Published: March 2nd 2011March 2nd 2011
After relaxing and re-gaining of our energy, we made our way back to Stone Town for some serious shopping. We were on the hunt of all hunts for scarves and fabrics. We also, as usual, chilled in a lot of cafes, enjoying some nice coffees. As I said before Stone Town is one large maze. It is one of those places where you twist and turn and come around the corner and find some really cute teashop, coffee shop, or clothing store. Stone Town has a strong Muslim influence, so be sure to be reasonably covered when you are walking around shopping. Of course locals are used to the tourists, so your do not need to cover every ounce of skin, but just be respectful and don’t walk around in your bathing suit, even though the heat will make you feel like that is all you can put on.

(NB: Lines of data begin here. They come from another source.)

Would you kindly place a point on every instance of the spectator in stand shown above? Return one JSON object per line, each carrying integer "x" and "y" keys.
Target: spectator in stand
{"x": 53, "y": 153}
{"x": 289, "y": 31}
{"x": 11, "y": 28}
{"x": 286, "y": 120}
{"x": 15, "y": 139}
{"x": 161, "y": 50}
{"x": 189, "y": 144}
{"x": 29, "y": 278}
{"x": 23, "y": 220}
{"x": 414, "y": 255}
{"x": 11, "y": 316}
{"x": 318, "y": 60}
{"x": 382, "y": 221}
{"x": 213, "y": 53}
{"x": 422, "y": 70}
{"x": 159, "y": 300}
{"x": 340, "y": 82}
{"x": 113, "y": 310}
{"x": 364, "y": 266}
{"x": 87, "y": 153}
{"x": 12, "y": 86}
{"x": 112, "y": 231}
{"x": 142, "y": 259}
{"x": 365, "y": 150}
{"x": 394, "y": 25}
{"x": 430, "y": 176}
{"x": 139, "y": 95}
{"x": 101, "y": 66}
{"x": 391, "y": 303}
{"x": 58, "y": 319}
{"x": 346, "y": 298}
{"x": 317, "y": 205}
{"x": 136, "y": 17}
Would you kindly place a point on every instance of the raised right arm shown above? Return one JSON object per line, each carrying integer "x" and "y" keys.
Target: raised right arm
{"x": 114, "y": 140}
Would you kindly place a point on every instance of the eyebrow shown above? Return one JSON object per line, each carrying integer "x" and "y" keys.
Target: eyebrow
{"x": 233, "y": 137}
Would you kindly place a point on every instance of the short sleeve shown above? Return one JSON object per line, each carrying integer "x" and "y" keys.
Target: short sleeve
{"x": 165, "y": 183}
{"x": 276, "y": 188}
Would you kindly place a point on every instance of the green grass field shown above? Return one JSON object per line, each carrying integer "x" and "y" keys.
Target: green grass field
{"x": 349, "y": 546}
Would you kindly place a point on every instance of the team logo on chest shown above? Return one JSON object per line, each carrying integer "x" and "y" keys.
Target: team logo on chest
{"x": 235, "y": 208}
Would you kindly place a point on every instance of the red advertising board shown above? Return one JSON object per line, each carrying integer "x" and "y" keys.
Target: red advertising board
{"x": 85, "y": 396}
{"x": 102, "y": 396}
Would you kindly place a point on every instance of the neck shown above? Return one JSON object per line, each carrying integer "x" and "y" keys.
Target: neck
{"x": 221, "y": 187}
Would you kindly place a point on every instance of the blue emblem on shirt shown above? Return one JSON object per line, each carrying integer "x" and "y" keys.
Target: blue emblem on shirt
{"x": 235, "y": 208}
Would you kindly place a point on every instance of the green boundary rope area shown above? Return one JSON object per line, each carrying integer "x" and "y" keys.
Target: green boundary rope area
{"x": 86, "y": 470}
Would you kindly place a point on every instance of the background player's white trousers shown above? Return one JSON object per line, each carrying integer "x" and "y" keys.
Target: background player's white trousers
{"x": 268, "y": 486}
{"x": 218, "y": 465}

On our way back from Ningwe, we stopped for a quick spice tour. It was actually a lot cooler than it sounds. It was really refreshing to see all of the things we see bottled up and processed in our grocery stores at home in their original form. For example, I
never knew that cinnamon was a tree. I knew that there was such a thing as cinnamon bark, but I never put two and two together; I guess I just never really thought about it. When we first got there, our guide handed us a scrunched up leaf and asked us what we thought it was. Emma guessed cardamom and I thought it smelled a little like cinnamon. Sure enough we were smelling cinnamon leaves. He then cut off a piece of bark and it was certainly, unmistakably cinnamon. We walked around and tried all different spices, fruits, and cocoa all of them strong, amazing, and delicious. We then finished the tour with a performance from the sidekick, who proceeded to climb the large palm tree, while singing us a song. He also made us hats, hair ties, and bowls out of banana leaves. All and all it was very little money, very well spent.
Emma and I stayed at the Annex of Abdallah in Stone Town, the same place Emma had stayed on her first visit to Zanzibar a few years ago. It is not a place of luxury, but it a nice spot for those traveling on
a budget. We met the owner, Cholo, who remembered Emma and was extremely kind and helpful to us. We spent the next couple of days chatting with locals trying to determine whether or not it was really going to be possible for us to make it down through Malawi, Mozambique, and back to South Africa in the next two weeks. We also looked around and checked in almost every shop in search of the cheapest fabrics and scarves.
One night while we were there, we wandered down near the coast to the Stone Town night market. While most like it is put on for the tourists in the city, you can find some pretty good food. I highly suggest heading down there for dinner. It takes place every night after the sun sets. I had a really lovely Mediterranean/Middle Eastern falafel-style dish, while Emma enjoyed the local Zanzibar pizza (stuffed pizza). We shared a pizza dessert with nutella and banana.
After a final shopping excursion the next day, we caught the afternoon ferry back to the mainland. Cholo was helpful at finding us a ride and accompanying us back to the docks. Overall Zanzibar was a special experience
in so many ways. There are the crazy, difficult moments that challenge you, and then there are the truly beautiful moments that you will never forget. Luckily I am pretty good at looking back and remembering the good parts of traveling, which is probably why I am so addicted to it. While we had the issue with the rat, it is now a great, comical story Emma and I recount to just about anyone we talk to. We also used it as leverage on the rest of our journey.